Camunda External Tasks - Error-Handling and Retry-Behavior

Business Process Management

The External Task pattern turns the push mechanism of service tasks into a pull principle. When running a process with Camunda platform, one or more separate applications fetch External Tasks via the Rest API of the process engine, execute them, and return some results. In a previous article, we have already discussed potential advantages and disadvantages of using External Tasks, and we have shown how to use Camunda's official Java client. In this article, we discuss the error behavior of External Tasks, how you can simplify it by externalizing common behavior, and finally provide a Spring Boot Starter.

A German version of this blog post can be found here.

Errors? Errors do not occur! (The Happy Path)

Ideally, errors never occur during the execution of software so one does not need to even think about error handling at all. However, no matter how much a developer hopes for it: error handling should never be excluded from software architecture. That is why it is important to prepare for any possible error, thrown by the application itself or caused by invalid user-inputs perhaps unreliable surrounding systems. Especially the latter is hard to influence by any developer. The keyword is "resilience".

We use the following example process to ellaborate our intentions: A clerk composes an e-mail, specifies the address, and finally the e-mail is being sent by the service task "Send E-mail".

send e-mail-process

External-Task-Worker

The associated External Task Worker in this scenario could be implemented as follows. It would obtain the recipient's address and the e-mail content from the process context, which was previously created in a user task. Finally, a mail service sends the data and after that the task is completed: taskService.complete(task). This implementation is valid and works - at least as long as no errors occur.

Note
Our examples are implemented based on the official Java client from Camunda. If you use a custom implementation, similar considerations are necessary, but the implementation may vary. Since version 7.15, Camunda als provides a Spring Boot Starter besides their Java client for External Tasks. With this starter, the previously required configuration becomes obsolete, and External Task Workers can be controlled through an application.yaml and the annotation @ExternalTaskSubscription. More information is available in the Camunda-Blog. In our code samples we also use this approach.

What could go wrong?

In the previous example, no error handling is considered at all. This could lead to the service task being completed, although the e-mail has never been sent. This would happen if the mail service reacted inappropriately to errors and the complete-method were called mistakenly. However, it could also lead to the task never being completed. And in this case, the e-mail might be sent several times, namely if any error occurs after sending the mail but before the task is completed. The External Task would be released by the process engine after the configured locking time, some External Task Worker executes it again, but might run into the same error again: an infinite loop - at least until the error is detected and fixed.
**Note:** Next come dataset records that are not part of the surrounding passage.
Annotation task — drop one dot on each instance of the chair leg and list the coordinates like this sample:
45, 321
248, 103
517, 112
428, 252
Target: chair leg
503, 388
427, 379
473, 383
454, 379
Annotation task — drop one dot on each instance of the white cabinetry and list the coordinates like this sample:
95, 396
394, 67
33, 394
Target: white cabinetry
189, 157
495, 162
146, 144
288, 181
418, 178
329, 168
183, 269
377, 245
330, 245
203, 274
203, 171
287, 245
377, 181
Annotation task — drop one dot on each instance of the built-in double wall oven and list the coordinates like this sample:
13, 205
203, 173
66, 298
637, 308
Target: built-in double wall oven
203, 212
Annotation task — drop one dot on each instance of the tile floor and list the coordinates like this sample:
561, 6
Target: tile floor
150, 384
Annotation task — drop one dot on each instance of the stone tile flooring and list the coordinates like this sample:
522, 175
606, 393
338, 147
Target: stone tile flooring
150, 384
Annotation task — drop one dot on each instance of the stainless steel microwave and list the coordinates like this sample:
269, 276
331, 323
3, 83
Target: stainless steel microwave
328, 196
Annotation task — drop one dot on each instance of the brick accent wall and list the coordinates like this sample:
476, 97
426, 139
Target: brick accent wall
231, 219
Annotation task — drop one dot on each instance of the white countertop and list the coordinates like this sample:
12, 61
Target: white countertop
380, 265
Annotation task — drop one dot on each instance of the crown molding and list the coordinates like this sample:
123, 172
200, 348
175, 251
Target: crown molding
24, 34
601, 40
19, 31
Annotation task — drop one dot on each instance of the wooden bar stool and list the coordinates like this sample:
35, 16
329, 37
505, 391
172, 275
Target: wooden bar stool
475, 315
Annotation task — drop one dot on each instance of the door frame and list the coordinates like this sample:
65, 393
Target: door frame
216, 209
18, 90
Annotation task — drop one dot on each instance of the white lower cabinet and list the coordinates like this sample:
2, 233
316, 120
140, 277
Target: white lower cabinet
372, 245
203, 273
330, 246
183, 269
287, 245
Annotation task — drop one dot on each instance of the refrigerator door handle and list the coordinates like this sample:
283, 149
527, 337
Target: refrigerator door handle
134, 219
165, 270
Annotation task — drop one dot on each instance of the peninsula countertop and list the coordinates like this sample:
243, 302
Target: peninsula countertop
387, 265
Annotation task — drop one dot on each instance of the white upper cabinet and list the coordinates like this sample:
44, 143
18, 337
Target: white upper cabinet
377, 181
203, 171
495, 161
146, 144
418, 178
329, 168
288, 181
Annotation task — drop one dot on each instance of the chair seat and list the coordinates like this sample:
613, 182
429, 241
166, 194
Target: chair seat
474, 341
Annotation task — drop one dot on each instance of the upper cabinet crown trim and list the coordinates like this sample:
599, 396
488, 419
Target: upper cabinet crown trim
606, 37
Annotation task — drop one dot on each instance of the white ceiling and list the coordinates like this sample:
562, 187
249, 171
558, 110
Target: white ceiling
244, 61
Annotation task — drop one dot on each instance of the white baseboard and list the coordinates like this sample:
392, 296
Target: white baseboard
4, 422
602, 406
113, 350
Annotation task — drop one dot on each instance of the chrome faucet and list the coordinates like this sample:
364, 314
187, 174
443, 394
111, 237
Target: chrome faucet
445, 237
Referring to conventional Java Delegates: Implementing some error behavior explicitly might be a good idea as well, but it is not mandatory, because in the worst case the process engine creates an incident by default, which is displayed in the cockpit.

Implement error behavior

Handling technical errors might look as follows: The entire business logic resides within a try block. Errors of the mail service are caught and handled in the catch block. The handleFailure() method requires values for the remaining number of retries and the waiting time until the next retry as well as an error cause. In contrast to a Java Delegate, when implementing an External Task Worker you have to take care of these issues yourself - it is not sufficient to configure some retry behavior in the process model. As soon as there are no retries left an incident is created at the corresponding process step. The remaining retries can be obtained from the task object using getRetries() (Attention: This value can be null). Based on this, a fixed, ascending error behavior is implemented in our next example, which is repeated up to five times, each delayed by one additional minute.

Recipient unknown

Besides technical errors, business errors might occur, e.g. if the data is incorrect. Such business errors will not be fixed even by multiple retries, because the data always stays the same. In this case, the retry behavior can be skipped completely, and the External Task Worker might end with a BPMN error. In our example, we extend the process model to include a user task if the recipient cannot be found.

send-email-with-error

Business errors

The different error behavior in the case of an invalid e-mail address is implemented by an additional catch block: As soon as the mail service throws a RecipientNotFoundException, the logic to determine the next retry is skipped, and the External Task is completed using the handleBpmnError() method. Neither the number of remaining retries nor a time-delay is necassary. Instead, an error code and a message as well as optional variables can be returned. Caution: BPMN errors must be handled in the process model, like the error boundary event in our example. If a BPMN error is thrown which is not mapped in the model, a process instance terminates without any further notification.

Configure error behavior

Using conventional Java Delegates, process architects and developers are used to speficy the retry behavior as part of the process model itself. As soon as a service task is marked as "Asynchronous Before", the text field for "Retry Time Cycle" appears which can be used to specify when and how often the execution of a task should be retried, if the execution of the task fails. Using the ISO-8601 standard, a possible value looks like "R3/PT5M", which means three retries each after five minutes. Also possible: "PT5M,PT30M,PT1H" - First retry after five minutes, a second retry after 30 minutes if necessary, and finally another retry after one hour.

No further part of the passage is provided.